Friday, August 28, 2015

A Wicked World-build of a Read: The Age of Miracles

The Age of Miracles, Karen Thompson Walker
I love talking about this piece of speculative-fabulist fiction.  I have thought of scenes or moments from the book so many times since, and find myself bringing the book up in conversation, attempting to lay out the world and its problems for whoever will listen. I fail to do it justice every time -- because something Thompson Walker does very well is layering; The Age of Miracles is, at first, our world, but layer by layer it exquisitely becomes Other.  A quickie book rec fails to reproduce those layers without some serious butchering or spoiling.  While reading the final fifth or so, I felt like putting down the book and clapping -- for having reached an entirely new, complex (fairly absurd) planet filled with intriguing problems I'd never considered a book that started off familiar and known.   I think the concept is clever, the style is engaging (I didn't want to stop reading and finished it in a day), and all of the characters have meaty depth to them.

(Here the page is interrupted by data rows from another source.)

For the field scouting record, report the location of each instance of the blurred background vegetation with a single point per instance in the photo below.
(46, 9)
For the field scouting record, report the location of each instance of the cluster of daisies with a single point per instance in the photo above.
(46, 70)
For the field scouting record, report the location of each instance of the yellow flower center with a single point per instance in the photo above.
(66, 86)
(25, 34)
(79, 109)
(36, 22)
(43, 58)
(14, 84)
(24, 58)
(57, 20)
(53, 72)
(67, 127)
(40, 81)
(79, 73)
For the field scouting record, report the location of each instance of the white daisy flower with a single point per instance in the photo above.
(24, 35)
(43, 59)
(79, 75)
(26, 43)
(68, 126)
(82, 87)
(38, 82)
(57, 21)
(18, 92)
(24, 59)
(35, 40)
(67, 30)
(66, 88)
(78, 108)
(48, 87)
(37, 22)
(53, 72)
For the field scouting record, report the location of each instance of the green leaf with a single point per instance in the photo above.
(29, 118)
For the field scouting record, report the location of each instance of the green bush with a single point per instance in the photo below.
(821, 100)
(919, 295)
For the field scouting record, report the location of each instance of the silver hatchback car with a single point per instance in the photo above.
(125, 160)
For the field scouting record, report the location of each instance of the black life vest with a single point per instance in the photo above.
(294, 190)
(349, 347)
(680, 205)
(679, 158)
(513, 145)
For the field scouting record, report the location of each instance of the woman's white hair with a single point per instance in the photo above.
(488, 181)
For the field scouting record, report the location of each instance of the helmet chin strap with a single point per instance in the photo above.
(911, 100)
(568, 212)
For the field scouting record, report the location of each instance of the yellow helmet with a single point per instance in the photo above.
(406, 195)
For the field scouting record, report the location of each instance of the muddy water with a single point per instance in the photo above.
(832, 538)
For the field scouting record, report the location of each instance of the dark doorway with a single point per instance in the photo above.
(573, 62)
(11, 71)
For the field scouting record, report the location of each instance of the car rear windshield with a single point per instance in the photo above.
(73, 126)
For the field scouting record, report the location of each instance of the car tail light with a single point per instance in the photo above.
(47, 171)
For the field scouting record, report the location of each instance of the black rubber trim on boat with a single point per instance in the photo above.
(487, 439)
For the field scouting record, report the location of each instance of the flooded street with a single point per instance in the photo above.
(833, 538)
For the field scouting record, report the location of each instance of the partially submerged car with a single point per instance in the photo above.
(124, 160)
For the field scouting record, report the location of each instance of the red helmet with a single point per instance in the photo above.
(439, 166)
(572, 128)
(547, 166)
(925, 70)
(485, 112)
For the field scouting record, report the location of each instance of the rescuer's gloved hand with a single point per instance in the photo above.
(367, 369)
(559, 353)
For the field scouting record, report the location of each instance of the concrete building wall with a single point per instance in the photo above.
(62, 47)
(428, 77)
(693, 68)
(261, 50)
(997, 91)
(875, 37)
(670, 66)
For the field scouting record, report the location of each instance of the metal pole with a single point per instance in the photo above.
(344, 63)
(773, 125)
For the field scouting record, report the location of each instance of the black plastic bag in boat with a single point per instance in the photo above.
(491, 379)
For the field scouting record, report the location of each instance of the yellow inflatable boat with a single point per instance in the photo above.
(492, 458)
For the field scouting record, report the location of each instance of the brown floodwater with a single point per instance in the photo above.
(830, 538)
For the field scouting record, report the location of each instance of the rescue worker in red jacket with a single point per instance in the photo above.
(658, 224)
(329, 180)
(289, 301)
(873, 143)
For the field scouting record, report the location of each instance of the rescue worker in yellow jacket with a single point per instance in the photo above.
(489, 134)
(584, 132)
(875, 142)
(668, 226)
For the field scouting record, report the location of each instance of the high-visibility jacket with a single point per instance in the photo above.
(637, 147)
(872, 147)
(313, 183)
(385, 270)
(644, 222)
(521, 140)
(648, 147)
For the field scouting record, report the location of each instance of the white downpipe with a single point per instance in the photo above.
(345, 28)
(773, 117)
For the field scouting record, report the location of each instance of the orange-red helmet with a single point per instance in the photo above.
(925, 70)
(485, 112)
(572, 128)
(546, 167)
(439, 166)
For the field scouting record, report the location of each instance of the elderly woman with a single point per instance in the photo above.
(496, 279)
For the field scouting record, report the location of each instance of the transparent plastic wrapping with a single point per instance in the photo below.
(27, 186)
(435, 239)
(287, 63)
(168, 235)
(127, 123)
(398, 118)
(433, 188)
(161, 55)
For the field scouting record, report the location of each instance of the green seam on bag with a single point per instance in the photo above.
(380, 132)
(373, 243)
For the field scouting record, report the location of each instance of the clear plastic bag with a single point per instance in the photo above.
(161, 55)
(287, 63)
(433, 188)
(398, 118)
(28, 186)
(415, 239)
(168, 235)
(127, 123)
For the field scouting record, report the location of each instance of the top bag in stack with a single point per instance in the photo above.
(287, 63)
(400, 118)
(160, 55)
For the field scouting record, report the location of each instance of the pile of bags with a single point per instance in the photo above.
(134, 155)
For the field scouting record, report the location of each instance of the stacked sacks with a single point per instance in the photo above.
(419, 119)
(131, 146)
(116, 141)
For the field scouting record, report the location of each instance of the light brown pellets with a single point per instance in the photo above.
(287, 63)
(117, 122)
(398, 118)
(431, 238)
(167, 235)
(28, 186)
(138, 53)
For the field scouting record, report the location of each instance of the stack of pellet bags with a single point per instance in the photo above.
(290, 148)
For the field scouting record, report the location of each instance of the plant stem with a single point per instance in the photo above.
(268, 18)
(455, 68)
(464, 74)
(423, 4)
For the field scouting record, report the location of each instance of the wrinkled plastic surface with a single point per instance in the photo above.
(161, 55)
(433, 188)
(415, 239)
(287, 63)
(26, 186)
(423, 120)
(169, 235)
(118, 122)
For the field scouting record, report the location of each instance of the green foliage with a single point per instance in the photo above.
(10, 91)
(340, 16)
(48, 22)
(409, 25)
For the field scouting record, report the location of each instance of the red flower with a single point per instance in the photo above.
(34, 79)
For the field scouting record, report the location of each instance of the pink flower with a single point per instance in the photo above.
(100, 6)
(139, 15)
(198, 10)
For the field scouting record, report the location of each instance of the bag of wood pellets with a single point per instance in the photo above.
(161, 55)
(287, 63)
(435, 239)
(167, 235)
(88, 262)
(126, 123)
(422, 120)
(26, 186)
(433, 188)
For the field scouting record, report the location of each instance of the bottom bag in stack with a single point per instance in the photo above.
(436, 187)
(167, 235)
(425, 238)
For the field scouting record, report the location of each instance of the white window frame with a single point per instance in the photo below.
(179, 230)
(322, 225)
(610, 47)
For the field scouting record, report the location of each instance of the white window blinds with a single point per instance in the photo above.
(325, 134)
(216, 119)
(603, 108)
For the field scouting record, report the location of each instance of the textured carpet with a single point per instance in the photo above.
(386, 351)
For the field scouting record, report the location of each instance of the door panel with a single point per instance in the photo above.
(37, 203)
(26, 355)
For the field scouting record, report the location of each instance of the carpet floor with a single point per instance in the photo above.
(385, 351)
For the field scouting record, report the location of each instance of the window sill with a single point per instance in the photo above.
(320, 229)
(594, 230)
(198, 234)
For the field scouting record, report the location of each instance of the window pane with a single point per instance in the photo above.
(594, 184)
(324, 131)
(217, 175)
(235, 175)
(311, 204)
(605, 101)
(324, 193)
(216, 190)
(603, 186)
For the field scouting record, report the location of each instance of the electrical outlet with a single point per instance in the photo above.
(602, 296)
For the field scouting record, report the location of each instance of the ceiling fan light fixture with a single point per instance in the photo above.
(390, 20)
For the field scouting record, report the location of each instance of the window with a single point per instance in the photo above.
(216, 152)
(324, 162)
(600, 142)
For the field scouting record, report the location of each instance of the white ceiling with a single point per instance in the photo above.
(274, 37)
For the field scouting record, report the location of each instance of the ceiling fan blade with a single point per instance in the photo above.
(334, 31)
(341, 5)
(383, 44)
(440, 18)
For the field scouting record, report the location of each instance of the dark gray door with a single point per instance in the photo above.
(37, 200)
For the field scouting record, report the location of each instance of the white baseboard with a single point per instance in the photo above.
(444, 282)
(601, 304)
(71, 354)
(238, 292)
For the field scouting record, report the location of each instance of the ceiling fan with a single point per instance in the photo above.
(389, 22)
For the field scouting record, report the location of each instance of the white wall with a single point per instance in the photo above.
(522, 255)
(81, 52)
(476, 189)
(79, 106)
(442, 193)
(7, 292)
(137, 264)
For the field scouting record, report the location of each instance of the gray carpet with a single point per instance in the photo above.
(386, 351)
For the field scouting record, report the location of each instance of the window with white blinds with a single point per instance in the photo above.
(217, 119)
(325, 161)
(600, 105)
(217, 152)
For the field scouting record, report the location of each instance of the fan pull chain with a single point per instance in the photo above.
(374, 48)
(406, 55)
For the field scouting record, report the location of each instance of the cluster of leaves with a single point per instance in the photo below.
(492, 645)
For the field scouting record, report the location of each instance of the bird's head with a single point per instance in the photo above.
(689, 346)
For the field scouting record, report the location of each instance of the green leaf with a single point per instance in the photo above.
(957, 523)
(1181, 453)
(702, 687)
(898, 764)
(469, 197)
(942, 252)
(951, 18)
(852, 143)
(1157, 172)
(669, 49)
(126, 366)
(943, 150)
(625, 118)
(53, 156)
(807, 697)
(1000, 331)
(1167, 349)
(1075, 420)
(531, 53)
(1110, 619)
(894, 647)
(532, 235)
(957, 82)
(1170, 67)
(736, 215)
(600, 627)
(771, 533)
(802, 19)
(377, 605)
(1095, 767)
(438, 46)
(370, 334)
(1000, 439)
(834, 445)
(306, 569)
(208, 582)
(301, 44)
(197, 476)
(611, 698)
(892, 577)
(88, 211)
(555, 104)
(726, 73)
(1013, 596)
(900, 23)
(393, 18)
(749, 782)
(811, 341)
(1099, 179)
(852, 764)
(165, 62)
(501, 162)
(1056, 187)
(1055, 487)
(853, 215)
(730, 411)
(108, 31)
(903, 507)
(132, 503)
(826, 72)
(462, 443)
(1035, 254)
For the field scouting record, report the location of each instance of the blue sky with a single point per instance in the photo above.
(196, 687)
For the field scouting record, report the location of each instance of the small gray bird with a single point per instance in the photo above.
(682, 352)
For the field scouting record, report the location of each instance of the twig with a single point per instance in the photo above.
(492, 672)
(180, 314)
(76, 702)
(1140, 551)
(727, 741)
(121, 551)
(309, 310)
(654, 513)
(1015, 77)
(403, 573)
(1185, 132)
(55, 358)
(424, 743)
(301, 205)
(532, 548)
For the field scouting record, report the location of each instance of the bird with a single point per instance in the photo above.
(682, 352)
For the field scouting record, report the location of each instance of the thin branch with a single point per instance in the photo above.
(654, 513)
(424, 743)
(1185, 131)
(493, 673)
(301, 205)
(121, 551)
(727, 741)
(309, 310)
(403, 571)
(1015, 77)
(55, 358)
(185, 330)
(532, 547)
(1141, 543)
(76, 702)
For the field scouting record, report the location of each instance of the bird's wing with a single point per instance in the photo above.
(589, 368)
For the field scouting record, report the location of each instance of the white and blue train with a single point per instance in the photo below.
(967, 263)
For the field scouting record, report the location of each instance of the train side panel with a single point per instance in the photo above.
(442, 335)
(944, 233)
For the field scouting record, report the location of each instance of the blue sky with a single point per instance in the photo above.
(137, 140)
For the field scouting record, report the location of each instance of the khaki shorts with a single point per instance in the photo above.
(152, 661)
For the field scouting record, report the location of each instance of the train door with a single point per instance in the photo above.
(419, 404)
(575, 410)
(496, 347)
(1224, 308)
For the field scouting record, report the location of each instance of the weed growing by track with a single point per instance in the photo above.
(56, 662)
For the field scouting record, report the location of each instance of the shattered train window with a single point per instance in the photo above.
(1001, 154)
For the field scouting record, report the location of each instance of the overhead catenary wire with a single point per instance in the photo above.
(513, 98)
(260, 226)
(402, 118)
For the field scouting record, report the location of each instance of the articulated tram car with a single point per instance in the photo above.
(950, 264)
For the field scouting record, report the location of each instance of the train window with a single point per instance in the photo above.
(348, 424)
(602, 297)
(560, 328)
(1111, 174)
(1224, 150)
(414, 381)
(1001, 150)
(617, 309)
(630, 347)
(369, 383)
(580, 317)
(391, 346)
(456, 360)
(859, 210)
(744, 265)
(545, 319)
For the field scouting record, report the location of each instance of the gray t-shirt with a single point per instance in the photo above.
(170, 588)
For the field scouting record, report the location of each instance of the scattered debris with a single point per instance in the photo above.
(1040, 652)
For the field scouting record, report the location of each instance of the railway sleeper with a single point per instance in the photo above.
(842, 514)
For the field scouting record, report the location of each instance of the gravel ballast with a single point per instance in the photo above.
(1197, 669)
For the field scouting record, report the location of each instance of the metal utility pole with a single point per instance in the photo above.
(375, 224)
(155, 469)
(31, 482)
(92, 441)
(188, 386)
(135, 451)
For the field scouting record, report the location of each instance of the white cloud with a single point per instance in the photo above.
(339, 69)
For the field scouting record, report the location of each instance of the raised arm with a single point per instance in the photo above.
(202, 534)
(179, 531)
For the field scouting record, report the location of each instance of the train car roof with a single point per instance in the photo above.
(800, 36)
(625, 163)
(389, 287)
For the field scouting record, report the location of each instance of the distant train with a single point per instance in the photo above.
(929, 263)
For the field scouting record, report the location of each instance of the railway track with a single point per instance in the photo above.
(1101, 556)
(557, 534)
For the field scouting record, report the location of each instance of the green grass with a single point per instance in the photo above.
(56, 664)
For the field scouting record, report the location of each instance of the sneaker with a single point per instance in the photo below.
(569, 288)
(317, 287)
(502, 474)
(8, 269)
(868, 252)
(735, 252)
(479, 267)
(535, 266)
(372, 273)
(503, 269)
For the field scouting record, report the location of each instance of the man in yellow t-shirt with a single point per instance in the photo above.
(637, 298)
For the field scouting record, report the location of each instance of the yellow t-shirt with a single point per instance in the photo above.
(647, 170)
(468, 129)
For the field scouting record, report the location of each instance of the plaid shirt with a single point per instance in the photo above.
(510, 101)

Despite the grand premise, there is some very honest content in there, imbuing the mundane with a power that hit me hard in the chest a few times (these pangs were usually the result of peer cruelty).

I think the term "The Slowing" is delicious.  I think it is incredible that this is a debut novel.

Things I like less:
  • There is some pretty mature content, for younger readers, whom I'm sure will be attracted to the young heroine and the young faces featured in marketing materials.  References to middle school sexual activity, for example, would be a bit much for many middle-schoolers I know, to read.  I think I would pin this for Ages 15+ (in conservative circles, i.e. my kids)...but a kid who has already seen a lot of our world's darker side won't bat an eye at 12 or 13.
  • Some adult choices in the book are pretty affronting, so screening this one before reading alongside your own child may be the best route (I think these have potential to kick into overdrive the over-active imagination of a child already suffering from anxiety...I know a few like that).  
  • I didn't feel depressed when it was over, but I didn't feel good or excited, either.  The worth of the book came a week or two later -- a slow burn.  It was after some time I thought, "That really was fascinating."  This isn't a terrible thing, but it isn't my preference; I prefer the immediate reward of closing a cover and feeling I have devoured greatness or I am breathless after coming back down to earth.  This didn't do that for me; it finished...and slowly burned until the residual warmth got my attention.  Then again, it is an End of Days are not all roses, by definition!

Overall, I'm very happy I read it, and I think most adults who enjoy more somber speculative pieces will find some pleasure in this too.  I think it's a toned-down but similar-feeling match for Station Eleven -- younger protag, less violence, single perspective -- but similar foreshadowing promises of decline and gradual progress from normal to far from it.   If you've already read The Age of Miracles, I'd love to hear your thoughts.  If you try it soon, same me!

P.S.  I have seen this being called dystopian.  Um, I disagree -- I think it's time to quit throwing that term around.  This might be deemed: soft sci fi, post-apocalyptic, speculative, fabulist, and coming of age...but I would not say dystopian.